Member Since: Oct 2007
Location: Fayetteville, AR
Posts: 2,798
im new to the site so hi everyone.

first off, my boyfriend, luckily, has a degree in ciminology and is an expert in the study of battered womens syndrome and explained it all to me. my ex boyfriend is an alcoholic and used to hit me. well not just hit me, spit in my face, call me names, shove me into the fridge, throw my stuff outside and break my things etc...

also, there have been a few times with a few different guys where I have said no and they persisted. once when I was 14 but I didnt think it was rape because it was digital, not with his penis. Then again when i was 16 and that I knew was rape and left him the next day.
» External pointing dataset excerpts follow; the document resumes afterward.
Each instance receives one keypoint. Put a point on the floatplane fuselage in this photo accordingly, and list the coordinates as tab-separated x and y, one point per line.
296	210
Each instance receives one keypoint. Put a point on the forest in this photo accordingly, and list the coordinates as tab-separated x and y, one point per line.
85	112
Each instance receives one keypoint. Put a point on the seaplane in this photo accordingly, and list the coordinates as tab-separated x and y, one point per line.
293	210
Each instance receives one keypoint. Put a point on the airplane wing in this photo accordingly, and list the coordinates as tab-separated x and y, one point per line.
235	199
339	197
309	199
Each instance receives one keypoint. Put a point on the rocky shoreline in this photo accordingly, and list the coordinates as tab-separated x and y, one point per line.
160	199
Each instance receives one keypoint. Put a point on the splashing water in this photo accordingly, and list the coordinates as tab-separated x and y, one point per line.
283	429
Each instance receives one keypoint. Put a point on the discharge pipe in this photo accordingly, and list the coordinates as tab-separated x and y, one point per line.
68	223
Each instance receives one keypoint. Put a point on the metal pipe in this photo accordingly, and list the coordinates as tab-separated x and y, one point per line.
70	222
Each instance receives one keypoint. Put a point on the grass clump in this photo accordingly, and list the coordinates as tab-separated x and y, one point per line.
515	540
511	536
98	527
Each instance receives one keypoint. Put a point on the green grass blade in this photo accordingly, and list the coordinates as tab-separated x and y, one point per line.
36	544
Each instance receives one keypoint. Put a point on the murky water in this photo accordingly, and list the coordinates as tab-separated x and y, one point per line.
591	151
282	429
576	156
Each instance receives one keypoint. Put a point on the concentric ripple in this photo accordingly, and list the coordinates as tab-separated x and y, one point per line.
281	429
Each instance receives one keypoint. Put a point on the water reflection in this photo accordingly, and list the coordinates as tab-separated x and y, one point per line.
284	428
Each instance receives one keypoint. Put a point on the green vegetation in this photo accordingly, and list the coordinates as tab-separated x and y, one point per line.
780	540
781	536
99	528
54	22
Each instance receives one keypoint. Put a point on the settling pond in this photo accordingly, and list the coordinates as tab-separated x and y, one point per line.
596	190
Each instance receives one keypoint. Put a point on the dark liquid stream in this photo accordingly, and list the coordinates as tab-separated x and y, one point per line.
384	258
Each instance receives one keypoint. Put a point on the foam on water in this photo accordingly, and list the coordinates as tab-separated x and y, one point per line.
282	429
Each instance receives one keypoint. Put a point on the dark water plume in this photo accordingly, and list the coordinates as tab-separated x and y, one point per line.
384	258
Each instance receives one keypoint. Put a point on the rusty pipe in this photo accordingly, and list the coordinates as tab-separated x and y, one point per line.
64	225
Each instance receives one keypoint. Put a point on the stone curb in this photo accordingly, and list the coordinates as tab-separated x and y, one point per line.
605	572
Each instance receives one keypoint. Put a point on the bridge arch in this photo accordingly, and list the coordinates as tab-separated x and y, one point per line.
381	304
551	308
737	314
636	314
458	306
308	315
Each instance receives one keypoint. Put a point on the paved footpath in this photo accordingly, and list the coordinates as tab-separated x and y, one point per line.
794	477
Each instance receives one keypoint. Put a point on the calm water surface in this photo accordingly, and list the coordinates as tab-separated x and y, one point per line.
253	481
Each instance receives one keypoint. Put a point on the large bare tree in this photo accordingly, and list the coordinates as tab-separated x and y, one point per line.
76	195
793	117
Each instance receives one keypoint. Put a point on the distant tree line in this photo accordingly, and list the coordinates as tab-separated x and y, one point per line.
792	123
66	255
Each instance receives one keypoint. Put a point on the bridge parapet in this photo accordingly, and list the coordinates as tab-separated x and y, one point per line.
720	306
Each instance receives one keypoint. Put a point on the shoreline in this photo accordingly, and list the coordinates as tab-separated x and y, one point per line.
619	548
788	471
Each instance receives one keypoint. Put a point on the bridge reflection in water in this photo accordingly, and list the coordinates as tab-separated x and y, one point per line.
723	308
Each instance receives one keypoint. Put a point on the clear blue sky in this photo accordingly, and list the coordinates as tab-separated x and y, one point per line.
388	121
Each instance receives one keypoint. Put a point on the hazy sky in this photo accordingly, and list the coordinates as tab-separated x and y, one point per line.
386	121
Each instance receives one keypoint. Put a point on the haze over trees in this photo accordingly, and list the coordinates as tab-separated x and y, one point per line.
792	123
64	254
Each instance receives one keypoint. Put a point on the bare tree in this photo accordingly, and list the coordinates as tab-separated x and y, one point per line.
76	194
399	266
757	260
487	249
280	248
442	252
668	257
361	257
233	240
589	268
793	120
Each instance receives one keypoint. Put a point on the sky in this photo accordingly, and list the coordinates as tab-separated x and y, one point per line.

it seems like even now that its been years since all that (im 20 now) sometimes i just get this overwhelming fear of my boyfriend and just burst out in tears in the middle of sex for, what seems like, no reason. he is super understanding and never gets mad at me for any of it. but i just cant figure out why I cant get over this fear of men. it used to be that he couldnt even hug me. if he ever grabs my wrist just joking around it scares the hell out of me. He can never be above me or on top of me because it scares me. We have been together for almost 2 years and Im really sick of being so scared. Its not just with him. If im walking the dog at night I feel like there is also someone around me. I have nightmares that my ex boyfriend is beating me and trying to kill me. I never pressed charges because I was 17 and didn't fully understand what was going on. I went to the cops once and tried to get a restraining order but they blew it off as stupid teenage drama.

In fact, the other day he got my phone number from a friend and started calling me again at 2 am - after over 2 years!!

I didnt know if anyone had been through this before and had some suggestions.